I'm also interested!


----------



## PaulK (Jul 3, 2001)

Me too please, looks brilliant, and very clean


----------



## davisa (Feb 19, 2002)

Also interested!


----------



## Automan (Oct 29, 2000)

Could one then set a slimp3 player (in RSS mode) to display info from Tivo?

Automan


----------



## eric23 (Jan 15, 2002)

Automan - anything that can handle an RSS feed would be able to display it. If it didn't work, you would just have to tweak some of the XML tags, maybe giving them different names, in order to make it work.

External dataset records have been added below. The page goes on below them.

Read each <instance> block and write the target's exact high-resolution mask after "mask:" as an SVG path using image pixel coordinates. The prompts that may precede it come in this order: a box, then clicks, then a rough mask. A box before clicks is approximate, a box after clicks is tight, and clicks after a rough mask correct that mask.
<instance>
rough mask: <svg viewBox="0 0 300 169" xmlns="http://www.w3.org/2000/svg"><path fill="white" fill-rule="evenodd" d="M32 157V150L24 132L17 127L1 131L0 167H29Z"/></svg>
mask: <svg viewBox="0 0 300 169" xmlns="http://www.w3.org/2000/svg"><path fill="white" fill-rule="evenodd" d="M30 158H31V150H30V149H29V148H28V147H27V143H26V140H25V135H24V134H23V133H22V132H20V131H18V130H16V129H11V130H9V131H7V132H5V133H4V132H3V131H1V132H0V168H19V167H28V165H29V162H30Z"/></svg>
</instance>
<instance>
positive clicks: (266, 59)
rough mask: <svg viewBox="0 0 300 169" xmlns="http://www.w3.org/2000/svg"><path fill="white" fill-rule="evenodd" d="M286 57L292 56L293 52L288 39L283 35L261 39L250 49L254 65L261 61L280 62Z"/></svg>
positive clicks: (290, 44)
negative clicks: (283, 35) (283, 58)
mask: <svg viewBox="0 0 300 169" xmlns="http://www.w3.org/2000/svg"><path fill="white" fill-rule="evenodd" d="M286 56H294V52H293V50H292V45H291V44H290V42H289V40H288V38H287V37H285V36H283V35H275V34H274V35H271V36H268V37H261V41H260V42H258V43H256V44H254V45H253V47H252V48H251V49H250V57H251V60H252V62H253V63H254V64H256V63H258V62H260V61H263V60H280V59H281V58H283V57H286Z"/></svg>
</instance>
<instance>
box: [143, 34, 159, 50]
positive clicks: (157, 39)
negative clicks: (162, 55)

Thanks for the comments! Stay subscribed to this thread, because I will post some instructions in the next day or two. Just a bit busy at the moment! I will also, at that time, credit all those people who made it work. As I said, I didn't write the TiVo Web modules, I didn't come up with the idea of getting TiVo to output an RSS feed. I just made it work and look nice on my website! More soon...


----------



## goodisonboy (Feb 19, 2002)

After seeing how well this worked I've followed suit but have hit on a problem... my Tivoweb has username / password configured.

I can browse to http://<mytivo>/includemyshowing aand enter my username and password but of course RSS Readers don't allow for RSS feeds behind password protected sites.. how do I get around this?

Thanks

Mark


----------



## dswallow (Dec 3, 2000)

goodisonboy said:


> After seeing how well this worked I've followed suit but have hit on a problem... my Tivoweb has username / password configured.
> 
> I can browse to http://<mytivo>/includemyshowing aand enter my username and password but of course RSS Readers don't allow for RSS feeds behind password protected sites.. how do I get around this?


http://username[email protected]<mytivo>/includemyshowing


----------